Face Detection Project

Project 5 / Face Detection with a Sliding Window

Example of a HoG descriptor.

The sliding window model is conceptually simple: independently classify all image patches as being object or non-object. Sliding window classification is the dominant paradigm in object detection and for one object category in particular -- faces -- it is one of the most noticeable successes of computer vision. For example, modern cameras and photo organization tools have prominent face detection capabilities. These success of face detection (and object detection in general) can be traced back to influential works such as Rowley et al. 1998 and Viola-Jones 2001. You can look at these papers for suggestions on how to implement your detector. However, for this project the author will be implementing the simpler (but still very effective!) sliding window detector of Dalal and Triggs 2005. Dalal-Triggs focuses on representation more than learning and introduces the SIFT-like Histogram of Gradients (HoG) representation (pictured to the right).
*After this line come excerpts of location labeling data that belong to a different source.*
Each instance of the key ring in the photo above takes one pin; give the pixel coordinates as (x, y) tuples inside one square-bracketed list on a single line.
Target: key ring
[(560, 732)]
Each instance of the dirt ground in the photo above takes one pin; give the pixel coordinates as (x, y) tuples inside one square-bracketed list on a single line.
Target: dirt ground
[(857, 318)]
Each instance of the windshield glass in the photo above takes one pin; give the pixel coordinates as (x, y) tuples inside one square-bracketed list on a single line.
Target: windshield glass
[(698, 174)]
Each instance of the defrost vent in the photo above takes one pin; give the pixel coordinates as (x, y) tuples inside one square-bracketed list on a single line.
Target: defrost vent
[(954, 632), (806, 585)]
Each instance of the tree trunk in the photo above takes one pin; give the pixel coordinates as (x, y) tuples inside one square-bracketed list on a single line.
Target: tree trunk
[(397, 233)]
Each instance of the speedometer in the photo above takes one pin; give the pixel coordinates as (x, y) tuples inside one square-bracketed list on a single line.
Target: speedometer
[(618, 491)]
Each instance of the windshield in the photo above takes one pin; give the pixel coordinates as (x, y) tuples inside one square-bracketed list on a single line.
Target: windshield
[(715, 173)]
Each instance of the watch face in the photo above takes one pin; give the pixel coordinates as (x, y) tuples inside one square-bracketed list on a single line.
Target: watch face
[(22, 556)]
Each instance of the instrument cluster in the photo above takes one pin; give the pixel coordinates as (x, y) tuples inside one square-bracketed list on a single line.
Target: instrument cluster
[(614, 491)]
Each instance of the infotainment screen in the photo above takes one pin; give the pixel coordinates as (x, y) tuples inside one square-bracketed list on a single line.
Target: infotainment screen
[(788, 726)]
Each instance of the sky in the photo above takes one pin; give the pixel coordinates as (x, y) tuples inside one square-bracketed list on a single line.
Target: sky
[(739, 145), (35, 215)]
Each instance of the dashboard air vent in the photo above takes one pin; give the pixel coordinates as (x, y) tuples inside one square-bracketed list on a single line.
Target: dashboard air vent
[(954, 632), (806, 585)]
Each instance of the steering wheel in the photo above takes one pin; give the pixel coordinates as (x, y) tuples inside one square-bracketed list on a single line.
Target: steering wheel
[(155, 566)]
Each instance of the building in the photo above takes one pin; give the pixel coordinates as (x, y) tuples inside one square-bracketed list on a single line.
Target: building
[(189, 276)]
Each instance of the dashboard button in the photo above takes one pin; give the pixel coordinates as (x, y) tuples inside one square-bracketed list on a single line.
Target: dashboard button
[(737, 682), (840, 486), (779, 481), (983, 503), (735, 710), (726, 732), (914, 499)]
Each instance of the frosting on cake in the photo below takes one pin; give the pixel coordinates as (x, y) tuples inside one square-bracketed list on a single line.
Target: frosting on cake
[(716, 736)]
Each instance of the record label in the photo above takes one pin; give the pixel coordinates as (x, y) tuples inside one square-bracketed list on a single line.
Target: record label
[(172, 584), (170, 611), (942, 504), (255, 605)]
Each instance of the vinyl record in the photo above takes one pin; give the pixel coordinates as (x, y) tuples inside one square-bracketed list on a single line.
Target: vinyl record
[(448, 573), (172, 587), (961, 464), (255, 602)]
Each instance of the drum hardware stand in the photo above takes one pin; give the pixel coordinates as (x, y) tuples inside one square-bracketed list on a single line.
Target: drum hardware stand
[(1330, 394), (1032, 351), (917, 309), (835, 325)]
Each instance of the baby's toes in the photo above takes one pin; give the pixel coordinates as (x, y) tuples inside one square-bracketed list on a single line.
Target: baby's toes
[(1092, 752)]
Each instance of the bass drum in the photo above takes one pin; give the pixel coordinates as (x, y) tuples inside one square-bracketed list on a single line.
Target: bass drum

The author will not implement HoG because the project 2 was very similar work: implementation of the SIFT. The author will be responsible for the rest of the detection pipeline, though -- handling heterogeneous training and testing data, training a linear classifier (a HoG template), and using his classifier to classify millions of sliding windows at multiple scales. Fortunately, linear classifiers are compact, fast to train, and fast to execute. A linear SVM can also be trained on large amounts of data, including mined hard negatives. This report has the following main sections:

Obtain positive features,
Obtain negative features,
Build classifier via SVM from positive and negative features,
Detection via sliding window,
Implement a HoG descriptor (Extra credit), and
Results

Obtain positive features

The Caltech Web Faces project provide us with 6713 cropped faces, and this is the positive images the author uses. They are all cropped and resized to 36x36 grayscaled images. All we have to do is compute the histgram of oriented gradients (HoG) and vectorize each feature to a row vector. The corresponding function lives in get_positive_features.m. The key part of this code looks like the below:


% obtain positive features
features_pos = zeros(num_images, (template_size / cell_size)^2 * 31);
for i = 1:num_images
    filename = sprintf('%s/%s', train_path_pos, image_files(i).name);
    im = single(imread(filename));
    hog_feature = vl_hog(im, cell_size);
    features_pos(i, :) = reshape(hog_feature, [1 size(features_pos, 2)]);
end

Obtain negative features

The negative images here are from Wu et al. and the SUN scene database. Basically, any images that do not contain a face work as a negative image. We want as many negative images as the order of 10^4 ~ 10^6. Since we only have approximately 300 negative images, we need to crop part of the image and use it as one negative feature. In other words, more than one features are extracted from one image. Negative images are all bigger than 36x36. In the algorithms of the authors, the number of negative features extracted from one image is computed based on the necessary number of the negative features. Then, the region of interest is randomly picked, the HoG of the region is calculated. The procedure is repeated until the number of the negative features reaches to the goal number. The same procedure is repeated at multiple scale of the negative image. The following code achieves this:


% obtain negative features
for i = 1:num_images
    filename = sprintf('%s/%s', non_face_scn_path, image_files(i).name);
    imlarge = imread(filename);
    scale = [1 0.9 0.8];
    per_img_features = [];
    for s = 1:size(scale, 2)
        im = single(imresize(imlarge, scale(s)));
        while(size(per_img_features, 1) < ceil(sample_per_image/size(scale, 2)) * s)
            rect = [randi(size(im, 2) - template_size - 1),... % note col
                    randi(size(im, 1) - template_size - 1),...
                    template_size, ...
                    template_size];
            roi = imcrop(im, rect);
            hog_feature = vl_hog(roi, cell_size);
            per_img_features = [per_img_features; reshape(hog_feature, [1 (template_size/cell_size)^2 * 31])];
        end
    end
    tmp_features = [tmp_features; per_img_features];
end
rand_ind = randperm(size(tmp_features, 1));
features_neg = tmp_features(rand_ind(1:num_samples), :);

Build classifier via SVM from positive and negative features

Building a classifier is very simple using the vl_svntrain. All the positive features are labeled one, and everything else is negated. This operation is done inside proj5.m. You need to tune the lambda to make the classifier best perform.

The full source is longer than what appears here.